Habitat association, disturbance dynamics, and the role of spatial scale in structuring coral reef fish assemblages. Understanding how patterns and processes at one scale are related to those at other scales is of central importance in developing ecological theory. However, in order for scaling rules to be useful to empirical ecologists, they must have a rational, measurable, and critically examinable basis. In this study I consider the role spatial scale plays in structuring coral reef fish assemblages and how habitat structure may mediate scaling rules for the assemblage.

The relationship between a population's mean and variance provide a measure of whether that population is indeed scale dependent.

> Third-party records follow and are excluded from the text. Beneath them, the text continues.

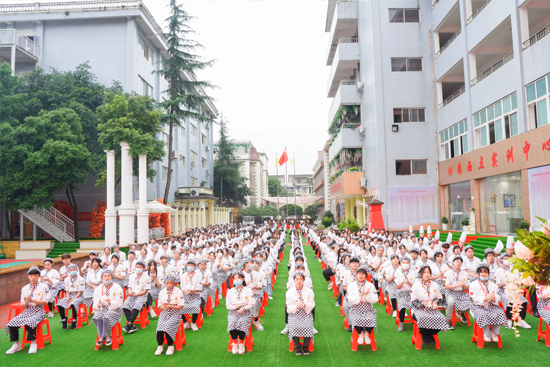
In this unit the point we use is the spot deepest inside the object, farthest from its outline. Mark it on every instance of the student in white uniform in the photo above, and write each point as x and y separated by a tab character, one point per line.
34	297
171	304
108	300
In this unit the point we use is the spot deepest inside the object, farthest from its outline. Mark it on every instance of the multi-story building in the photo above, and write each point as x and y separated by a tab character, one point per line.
491	70
122	42
253	167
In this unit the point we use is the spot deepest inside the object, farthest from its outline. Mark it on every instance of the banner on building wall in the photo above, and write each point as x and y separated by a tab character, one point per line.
412	205
539	193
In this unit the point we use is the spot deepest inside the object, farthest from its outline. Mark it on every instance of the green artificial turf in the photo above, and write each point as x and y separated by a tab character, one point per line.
208	347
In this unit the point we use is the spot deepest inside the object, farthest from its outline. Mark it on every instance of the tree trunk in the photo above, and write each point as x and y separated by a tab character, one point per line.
72	202
169	178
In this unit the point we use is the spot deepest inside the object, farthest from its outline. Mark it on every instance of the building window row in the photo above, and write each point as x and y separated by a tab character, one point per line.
497	122
409	115
407	167
454	140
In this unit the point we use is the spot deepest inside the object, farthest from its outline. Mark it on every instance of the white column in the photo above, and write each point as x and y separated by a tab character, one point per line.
143	213
127	210
110	212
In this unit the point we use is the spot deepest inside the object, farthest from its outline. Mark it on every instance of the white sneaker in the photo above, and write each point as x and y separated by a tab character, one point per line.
367	338
16	347
33	348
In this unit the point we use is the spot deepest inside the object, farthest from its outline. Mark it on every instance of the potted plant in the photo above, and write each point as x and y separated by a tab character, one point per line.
444	222
465	224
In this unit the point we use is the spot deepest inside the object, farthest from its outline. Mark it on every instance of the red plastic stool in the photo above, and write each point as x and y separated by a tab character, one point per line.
455	319
15	309
81	318
180	338
417	338
116	336
544	334
40	336
248	342
478	336
143	319
291	345
208	308
355	339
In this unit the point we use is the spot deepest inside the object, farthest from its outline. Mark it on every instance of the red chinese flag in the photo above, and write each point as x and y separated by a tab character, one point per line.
283	159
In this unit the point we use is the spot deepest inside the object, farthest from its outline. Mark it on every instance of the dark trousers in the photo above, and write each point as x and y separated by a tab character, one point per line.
160	338
14	333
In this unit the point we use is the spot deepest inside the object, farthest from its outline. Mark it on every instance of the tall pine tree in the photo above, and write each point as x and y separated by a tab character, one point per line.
185	94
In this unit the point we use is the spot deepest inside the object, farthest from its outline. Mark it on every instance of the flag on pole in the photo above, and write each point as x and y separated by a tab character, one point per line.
283	159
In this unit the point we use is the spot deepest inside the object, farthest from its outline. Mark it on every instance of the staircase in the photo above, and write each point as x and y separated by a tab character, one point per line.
52	221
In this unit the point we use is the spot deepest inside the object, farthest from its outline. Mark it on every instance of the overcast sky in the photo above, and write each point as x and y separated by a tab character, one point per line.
270	67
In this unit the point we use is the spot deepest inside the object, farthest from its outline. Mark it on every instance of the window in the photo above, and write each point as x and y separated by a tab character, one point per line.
404	16
497	122
406	64
538	100
454	140
145	88
409	115
146	51
411	167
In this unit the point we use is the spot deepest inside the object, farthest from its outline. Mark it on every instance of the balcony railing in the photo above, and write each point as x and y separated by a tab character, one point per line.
455	95
537	37
453	37
477	11
14	37
493	68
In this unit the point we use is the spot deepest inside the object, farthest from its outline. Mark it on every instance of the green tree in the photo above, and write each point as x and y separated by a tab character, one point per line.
133	119
45	154
185	94
229	186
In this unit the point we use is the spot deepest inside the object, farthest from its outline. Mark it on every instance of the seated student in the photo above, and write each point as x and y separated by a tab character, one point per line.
425	295
108	299
487	313
361	296
300	301
74	289
170	303
50	277
136	296
191	285
34	297
239	302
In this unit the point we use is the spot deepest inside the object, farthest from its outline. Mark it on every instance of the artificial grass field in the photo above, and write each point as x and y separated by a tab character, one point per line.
208	346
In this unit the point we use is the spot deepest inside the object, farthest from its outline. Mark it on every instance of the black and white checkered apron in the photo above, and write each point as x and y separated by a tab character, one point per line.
239	321
169	320
31	316
462	299
300	324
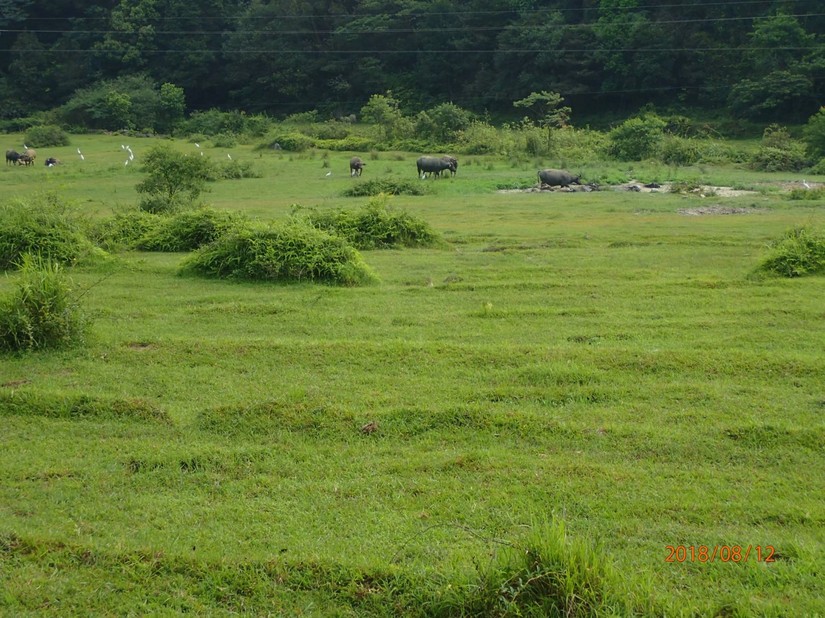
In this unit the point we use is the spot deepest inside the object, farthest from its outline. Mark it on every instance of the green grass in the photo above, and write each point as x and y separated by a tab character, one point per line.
574	380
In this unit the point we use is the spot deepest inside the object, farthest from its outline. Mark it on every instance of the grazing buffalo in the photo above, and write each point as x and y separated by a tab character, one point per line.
356	166
434	165
558	178
454	167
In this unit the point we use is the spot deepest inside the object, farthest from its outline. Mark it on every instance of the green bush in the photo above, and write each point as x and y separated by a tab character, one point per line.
293	251
800	252
225	140
387	186
44	136
778	152
637	138
814	135
43	224
188	230
41	312
174	180
679	150
376	226
291	142
124	229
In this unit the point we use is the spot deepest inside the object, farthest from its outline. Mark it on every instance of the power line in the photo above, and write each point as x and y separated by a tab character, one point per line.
344	31
612	10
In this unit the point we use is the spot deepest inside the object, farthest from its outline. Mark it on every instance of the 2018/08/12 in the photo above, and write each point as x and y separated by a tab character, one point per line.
724	553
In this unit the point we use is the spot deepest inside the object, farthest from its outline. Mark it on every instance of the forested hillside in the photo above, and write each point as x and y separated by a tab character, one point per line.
761	59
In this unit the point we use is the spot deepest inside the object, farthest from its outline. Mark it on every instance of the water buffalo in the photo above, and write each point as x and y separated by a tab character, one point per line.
558	178
356	166
454	162
434	165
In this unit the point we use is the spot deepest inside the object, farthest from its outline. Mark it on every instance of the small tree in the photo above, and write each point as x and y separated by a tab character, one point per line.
544	108
384	110
814	135
174	179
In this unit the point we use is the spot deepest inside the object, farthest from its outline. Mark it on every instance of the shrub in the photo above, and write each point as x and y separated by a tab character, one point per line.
188	230
125	229
376	226
45	225
291	142
174	179
41	312
814	134
44	136
386	186
293	251
225	140
800	252
778	152
637	138
679	151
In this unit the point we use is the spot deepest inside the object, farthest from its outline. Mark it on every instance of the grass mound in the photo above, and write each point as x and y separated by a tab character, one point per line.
125	229
293	251
800	252
548	575
261	419
79	407
188	230
41	312
45	225
376	226
387	186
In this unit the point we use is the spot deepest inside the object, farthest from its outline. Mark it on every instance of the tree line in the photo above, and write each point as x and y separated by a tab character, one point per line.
761	59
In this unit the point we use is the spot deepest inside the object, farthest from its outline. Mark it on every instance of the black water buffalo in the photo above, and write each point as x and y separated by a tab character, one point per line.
434	165
454	162
356	166
558	178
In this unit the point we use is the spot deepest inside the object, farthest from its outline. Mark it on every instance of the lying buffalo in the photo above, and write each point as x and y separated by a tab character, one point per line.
435	165
356	166
558	178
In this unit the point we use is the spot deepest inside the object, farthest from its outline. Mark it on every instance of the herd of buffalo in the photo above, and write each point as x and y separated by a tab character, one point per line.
425	165
435	165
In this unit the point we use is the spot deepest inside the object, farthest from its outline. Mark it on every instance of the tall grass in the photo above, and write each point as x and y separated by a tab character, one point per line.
41	312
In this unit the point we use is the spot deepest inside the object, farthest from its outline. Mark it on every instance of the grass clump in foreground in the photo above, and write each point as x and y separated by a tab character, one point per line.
291	251
387	186
41	312
376	226
546	575
43	224
189	229
800	252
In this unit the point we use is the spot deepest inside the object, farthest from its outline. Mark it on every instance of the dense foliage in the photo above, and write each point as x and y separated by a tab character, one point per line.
138	62
281	252
41	312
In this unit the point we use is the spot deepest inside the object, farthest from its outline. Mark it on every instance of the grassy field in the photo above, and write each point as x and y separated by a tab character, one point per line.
589	374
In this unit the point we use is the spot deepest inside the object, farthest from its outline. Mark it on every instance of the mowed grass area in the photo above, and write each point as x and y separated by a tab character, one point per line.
595	358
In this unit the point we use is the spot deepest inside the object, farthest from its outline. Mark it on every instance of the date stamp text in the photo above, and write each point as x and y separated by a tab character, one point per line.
720	553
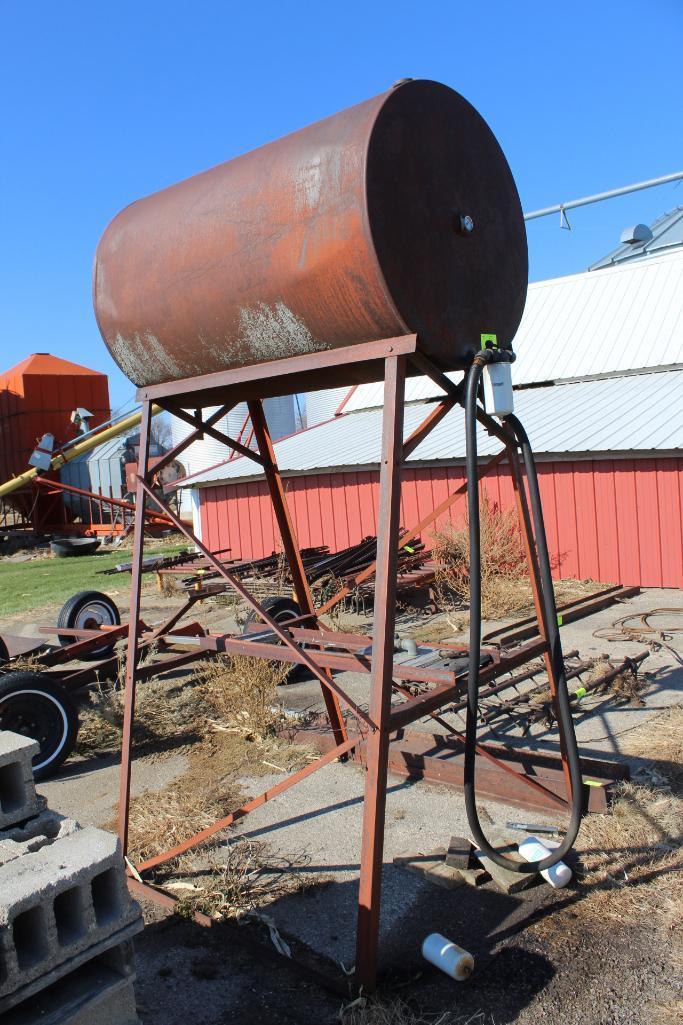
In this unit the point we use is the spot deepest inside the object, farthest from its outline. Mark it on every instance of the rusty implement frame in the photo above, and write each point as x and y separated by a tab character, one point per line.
392	705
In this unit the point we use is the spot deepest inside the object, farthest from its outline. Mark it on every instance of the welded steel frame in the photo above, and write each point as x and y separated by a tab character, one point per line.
394	358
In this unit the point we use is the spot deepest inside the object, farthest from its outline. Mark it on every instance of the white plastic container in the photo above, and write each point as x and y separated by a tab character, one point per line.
532	850
445	954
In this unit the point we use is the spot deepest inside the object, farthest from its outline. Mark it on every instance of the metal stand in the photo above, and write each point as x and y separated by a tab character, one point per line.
326	651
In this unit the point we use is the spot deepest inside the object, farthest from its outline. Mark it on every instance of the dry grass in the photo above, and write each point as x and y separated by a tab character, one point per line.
168	714
374	1011
505	589
631	859
225	716
240	875
242	692
659	741
167	584
505	580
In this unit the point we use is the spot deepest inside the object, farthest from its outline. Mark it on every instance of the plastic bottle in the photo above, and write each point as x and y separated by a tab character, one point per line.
532	850
445	954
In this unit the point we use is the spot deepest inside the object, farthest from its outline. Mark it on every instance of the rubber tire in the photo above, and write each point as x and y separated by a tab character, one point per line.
279	609
74	607
56	735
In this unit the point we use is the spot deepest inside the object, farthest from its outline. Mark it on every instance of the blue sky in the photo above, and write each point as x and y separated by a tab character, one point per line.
106	103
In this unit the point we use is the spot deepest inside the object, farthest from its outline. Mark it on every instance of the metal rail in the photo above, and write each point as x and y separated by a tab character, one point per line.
600	197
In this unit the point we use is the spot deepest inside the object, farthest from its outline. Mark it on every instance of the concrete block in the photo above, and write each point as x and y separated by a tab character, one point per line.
36	832
97	992
459	852
444	875
474	876
18	800
419	861
57	902
506	879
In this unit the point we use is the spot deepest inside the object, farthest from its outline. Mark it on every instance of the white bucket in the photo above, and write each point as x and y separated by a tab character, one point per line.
532	850
445	954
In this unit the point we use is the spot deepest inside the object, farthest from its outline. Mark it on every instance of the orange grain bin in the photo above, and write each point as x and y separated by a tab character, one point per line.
37	397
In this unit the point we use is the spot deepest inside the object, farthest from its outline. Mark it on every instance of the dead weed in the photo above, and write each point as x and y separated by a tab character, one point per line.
240	875
375	1011
631	858
505	579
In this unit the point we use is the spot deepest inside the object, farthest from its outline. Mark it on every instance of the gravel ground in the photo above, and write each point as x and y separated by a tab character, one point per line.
544	955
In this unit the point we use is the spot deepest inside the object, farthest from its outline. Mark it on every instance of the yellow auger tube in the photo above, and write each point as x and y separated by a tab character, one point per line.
76	450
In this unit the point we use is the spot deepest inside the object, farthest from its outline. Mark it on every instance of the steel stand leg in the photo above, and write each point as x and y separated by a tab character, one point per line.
536	588
293	556
369	896
133	628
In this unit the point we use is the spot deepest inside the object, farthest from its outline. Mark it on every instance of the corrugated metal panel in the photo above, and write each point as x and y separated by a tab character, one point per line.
323	404
667	233
607	520
619	319
625	318
643	412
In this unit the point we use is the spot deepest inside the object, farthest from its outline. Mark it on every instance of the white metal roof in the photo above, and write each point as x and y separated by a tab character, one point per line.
618	319
640	412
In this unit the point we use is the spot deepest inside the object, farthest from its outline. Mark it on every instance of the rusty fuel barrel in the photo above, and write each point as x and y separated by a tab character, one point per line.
398	215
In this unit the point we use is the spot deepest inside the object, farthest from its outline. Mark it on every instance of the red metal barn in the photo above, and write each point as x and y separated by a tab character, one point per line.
603	405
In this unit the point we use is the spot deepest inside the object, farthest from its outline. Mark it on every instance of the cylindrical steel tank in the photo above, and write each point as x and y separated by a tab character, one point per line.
397	215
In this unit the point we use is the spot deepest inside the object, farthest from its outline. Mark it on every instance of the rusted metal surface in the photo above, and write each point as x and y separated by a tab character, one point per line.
438	759
322	650
291	549
568	613
384	620
133	629
348	231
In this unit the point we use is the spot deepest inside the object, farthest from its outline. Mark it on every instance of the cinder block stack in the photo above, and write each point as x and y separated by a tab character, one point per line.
67	919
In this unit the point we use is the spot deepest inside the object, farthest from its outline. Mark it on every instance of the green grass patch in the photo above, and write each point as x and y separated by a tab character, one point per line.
49	581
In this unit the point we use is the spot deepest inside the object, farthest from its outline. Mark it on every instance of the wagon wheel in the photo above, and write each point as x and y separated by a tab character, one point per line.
281	610
87	611
41	708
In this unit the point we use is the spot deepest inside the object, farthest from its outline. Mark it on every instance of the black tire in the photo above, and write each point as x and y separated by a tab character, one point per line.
87	610
41	708
281	610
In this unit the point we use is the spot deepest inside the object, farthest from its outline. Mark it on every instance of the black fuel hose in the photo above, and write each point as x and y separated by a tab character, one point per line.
565	721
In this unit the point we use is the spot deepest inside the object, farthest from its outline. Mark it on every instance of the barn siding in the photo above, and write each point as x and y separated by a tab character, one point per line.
610	520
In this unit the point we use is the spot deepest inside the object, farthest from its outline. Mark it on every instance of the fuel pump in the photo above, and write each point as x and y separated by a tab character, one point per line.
493	363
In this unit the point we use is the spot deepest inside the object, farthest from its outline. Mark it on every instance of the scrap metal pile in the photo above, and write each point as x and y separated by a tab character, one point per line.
328	573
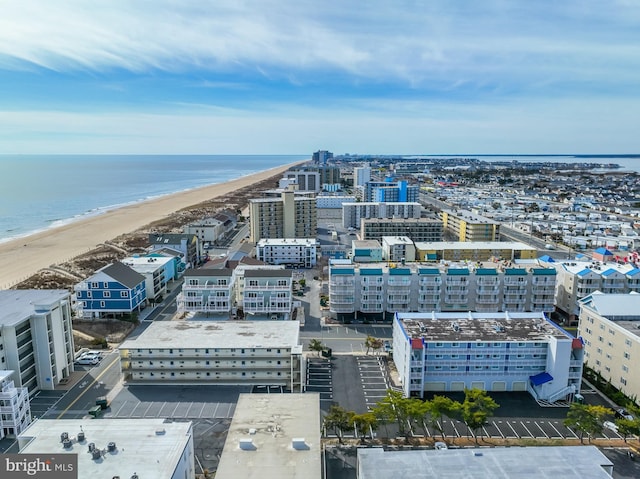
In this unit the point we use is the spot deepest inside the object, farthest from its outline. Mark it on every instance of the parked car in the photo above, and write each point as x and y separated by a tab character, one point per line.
622	413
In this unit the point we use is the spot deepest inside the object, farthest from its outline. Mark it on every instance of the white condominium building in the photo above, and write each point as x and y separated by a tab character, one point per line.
15	413
578	279
289	216
298	253
215	352
376	291
354	213
610	327
36	339
489	351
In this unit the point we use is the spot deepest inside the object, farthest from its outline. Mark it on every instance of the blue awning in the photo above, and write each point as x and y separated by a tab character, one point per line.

I counted fish and measured habitat variables in 701 transects, allocated across 12 habitat zones. Slopes of the power plots for most species lay between 1 and 2 which indicated that the variance, as a proportion of the mean, of small samples was lower than in large samples and hence scale-dependent. 28% of the variation of the data set was explained by habitat variables which indicated that a large percentage of the scale dependence could be modelled by habitat variables alone.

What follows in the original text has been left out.